ROIBOOS CRÈME BRULÉE
Crème Brulée, but not as you know it! I've altered one of my favourite desserts by infusing the silky custard with roiboos tea. With a honey and caramel flavour, the South African herb compliments the rich French vanilla crème wonderfully.
1/2 Vanilla Pod
40cl Double Creme
5 Roiboos Tea Bags
5 Egg Yolks
Demerara Sugar, for sprinkling
1. Pour the milk and creme in a medium pan with the roiboos tea bags. Cut the vanilla pod lengthways, scrape the seeds into the milk & creme mixture, and place over medium heat. Once it just starts to lightly simmer, take the pan off the heat, leave the roiboos tea bags in and let them infuse for 20 minutes.

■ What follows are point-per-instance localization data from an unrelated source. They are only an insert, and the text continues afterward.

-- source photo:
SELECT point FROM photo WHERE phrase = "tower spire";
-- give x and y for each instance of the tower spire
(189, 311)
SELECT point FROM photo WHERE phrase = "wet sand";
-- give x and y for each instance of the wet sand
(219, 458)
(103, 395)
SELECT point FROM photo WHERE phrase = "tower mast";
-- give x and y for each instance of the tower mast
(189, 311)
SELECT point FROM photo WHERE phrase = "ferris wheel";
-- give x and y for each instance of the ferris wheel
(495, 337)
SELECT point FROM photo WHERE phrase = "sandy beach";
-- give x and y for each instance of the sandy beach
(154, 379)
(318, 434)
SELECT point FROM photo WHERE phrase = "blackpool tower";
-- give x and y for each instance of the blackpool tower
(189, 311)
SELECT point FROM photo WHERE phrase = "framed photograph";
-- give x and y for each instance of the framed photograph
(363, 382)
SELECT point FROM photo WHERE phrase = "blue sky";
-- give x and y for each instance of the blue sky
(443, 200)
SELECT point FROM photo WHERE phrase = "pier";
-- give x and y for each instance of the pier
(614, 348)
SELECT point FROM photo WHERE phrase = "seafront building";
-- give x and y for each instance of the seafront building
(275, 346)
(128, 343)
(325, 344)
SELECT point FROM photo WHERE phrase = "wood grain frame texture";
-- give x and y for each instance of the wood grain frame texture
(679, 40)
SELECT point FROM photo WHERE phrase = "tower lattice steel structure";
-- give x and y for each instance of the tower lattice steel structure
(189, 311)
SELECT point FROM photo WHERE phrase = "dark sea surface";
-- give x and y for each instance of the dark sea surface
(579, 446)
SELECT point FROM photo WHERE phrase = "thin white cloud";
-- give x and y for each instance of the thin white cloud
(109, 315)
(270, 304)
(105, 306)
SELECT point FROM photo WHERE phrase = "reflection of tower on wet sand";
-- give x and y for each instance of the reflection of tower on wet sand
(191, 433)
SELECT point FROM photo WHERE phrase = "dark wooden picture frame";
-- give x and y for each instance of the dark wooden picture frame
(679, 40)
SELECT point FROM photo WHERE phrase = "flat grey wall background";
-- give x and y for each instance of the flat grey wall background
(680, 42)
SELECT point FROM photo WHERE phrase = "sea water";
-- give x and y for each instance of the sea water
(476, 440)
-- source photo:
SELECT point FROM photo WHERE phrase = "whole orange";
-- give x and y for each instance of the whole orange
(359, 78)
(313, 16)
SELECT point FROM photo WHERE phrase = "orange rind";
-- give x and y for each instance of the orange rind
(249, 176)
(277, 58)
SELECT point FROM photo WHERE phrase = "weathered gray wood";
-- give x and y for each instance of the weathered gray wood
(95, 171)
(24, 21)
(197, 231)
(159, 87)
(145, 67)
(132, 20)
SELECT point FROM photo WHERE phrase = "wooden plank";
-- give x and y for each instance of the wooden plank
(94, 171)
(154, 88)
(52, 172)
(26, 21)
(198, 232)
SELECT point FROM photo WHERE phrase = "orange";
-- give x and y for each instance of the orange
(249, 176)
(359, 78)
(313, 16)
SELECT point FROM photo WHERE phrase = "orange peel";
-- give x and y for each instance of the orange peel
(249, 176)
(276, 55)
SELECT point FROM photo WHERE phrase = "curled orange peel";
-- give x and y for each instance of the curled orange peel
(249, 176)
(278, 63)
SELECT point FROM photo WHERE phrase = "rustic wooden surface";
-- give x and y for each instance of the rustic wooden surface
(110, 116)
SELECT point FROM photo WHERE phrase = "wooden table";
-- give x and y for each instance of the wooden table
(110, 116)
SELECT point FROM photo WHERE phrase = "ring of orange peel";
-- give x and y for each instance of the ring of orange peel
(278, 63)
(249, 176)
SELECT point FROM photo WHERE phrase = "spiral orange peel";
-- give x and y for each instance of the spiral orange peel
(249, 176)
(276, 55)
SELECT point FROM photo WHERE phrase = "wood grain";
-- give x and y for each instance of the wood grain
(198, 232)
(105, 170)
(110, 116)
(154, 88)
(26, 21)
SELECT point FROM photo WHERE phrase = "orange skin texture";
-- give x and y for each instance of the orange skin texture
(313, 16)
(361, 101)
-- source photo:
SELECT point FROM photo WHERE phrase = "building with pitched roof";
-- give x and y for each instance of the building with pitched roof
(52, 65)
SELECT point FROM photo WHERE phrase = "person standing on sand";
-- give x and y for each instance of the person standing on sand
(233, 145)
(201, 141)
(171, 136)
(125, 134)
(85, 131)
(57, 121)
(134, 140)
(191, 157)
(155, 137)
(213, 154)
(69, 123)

2. In the meantime, combine the egg yolks and sugar in a bowl, using a wooden spoon until the mixture turns a white colour.
3. Slowly add in the milk & creme mixture and mix well. Pour into ramekins, cover in cling film and leave in the fridge for 2 hours minimum.
4. Turn the oven on and preheat at 95˚C. Place the ramekins delicately in the oven and bake for 1h to 1h15 minutes. The custards should be just set. Once cooled, keep them in the fridge.
5. When ready to serve, uncover the ramekins - if any condensation has collected on the custard, gently place a paper towel on the surface to soak up the moisture. Sprinkle evenly each custard ramekins with a teaspoon of demerara sugar. Brulée the top using a hand held blowtorch held 10-12cm away from the sugar. Move the flame over the sugar in a slow and even motion, until golden brown. Serve once it has cooled slightly.